Sono tornata in Italia quando ho conosciuto il papà dei miei figli. È nata Elisa, quando aspettavo Daniele, al terzo mese e mezzo di gravidanza, lui è andato via di casa. Mi sono sentita perduta. Tutti mi dicevano: non ce la farai mai da sola, cerca aiuto, trovati un altro. Ma non mi hanno detto la cosa più importante: che avrei vissuto gli anni più difficili e belli della mia vita. Che avrei capito il significato della felicità. E ce l’ho fatta, finora, tra dolore fatica e notti insonni. Cinque minuti ancora, amore, mi avevi detto che avresti fatto il bravo...»

LA PAURA

«A volte la notte mi sveglio, guardo la mia bambina e ho paura. Poi penso: cosa posso fare per migliorare la sua vita e la mia? Guardare avanti è la mia difesa. A Elisa è stata diagnosticata la neurofibromatosi a pochi mesi dalla nascita, una malattia rara che provoca tumori. Ad agosto del 2019 le hanno scoperto alcune lesioni all’encefalo e il 27 novembre sette neurofibromi. Speravo che non sarebbero arrivati. È stato uno choc. Ok, Rebecca - mi sono detta - ci sono e d’ora in poi bisognerà conviverci.
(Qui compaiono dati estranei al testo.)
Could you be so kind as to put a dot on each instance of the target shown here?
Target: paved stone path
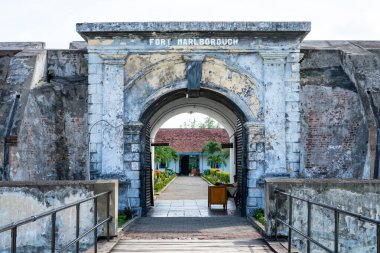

Il 24 mattina, alla vigilia di Natale, abbiamo appuntamento al Besta, l’istituto neurologico di Milano. Non vedo l’ora, Elisa doveva essere ricoverata nove mesi fa ma tutto è saltato per il Covid e da allora non è stata più curata. Non riesce a fare tutto quello che fa il fratello. Lo vede correre e saltare, lei ha difficoltà. Mamma, perché non ci riesco? E Daniele la rassicura: ma non vedi che abbiamo scarpe diverse?». «Si troverà una cura per la malattia di Elisa, sono positiva, ci credo. Intanto cerco di aiutare la ricerca, su Instagram (@_mammasingle_ely_pio, oltre 45mila follower) chiedo di sostenere l’associazione “Linfa, lottiamo insieme contro la neurofitramotosi”. In tanti mi domandano, come fai a non essere disperata? Non lo so, è il mio modo di affrontare la vita, con il sorriso. Non mi sento strana e nemmeno speciale, mi viene naturale cercare una cosa positiva anche nei guai. Tante mamme mi ringraziano per le cose che scrivo su Instragram, dicono che nelle mie parole trovano conforto». «Mi piacerebbe tornare a lavorare, quando sarà possibile. Elisa frequenta la prima elementare, ma Daniele per quest’anno è a casa, la classe di scuola materna nel nostro paese non è stata formata». Elisa e Daniele, abbiamo finito. Grazie per la pazienza. «Bambini miei - scrive Rebecca - vi auguro di sentirvi liberi di essere sempre voi stessi».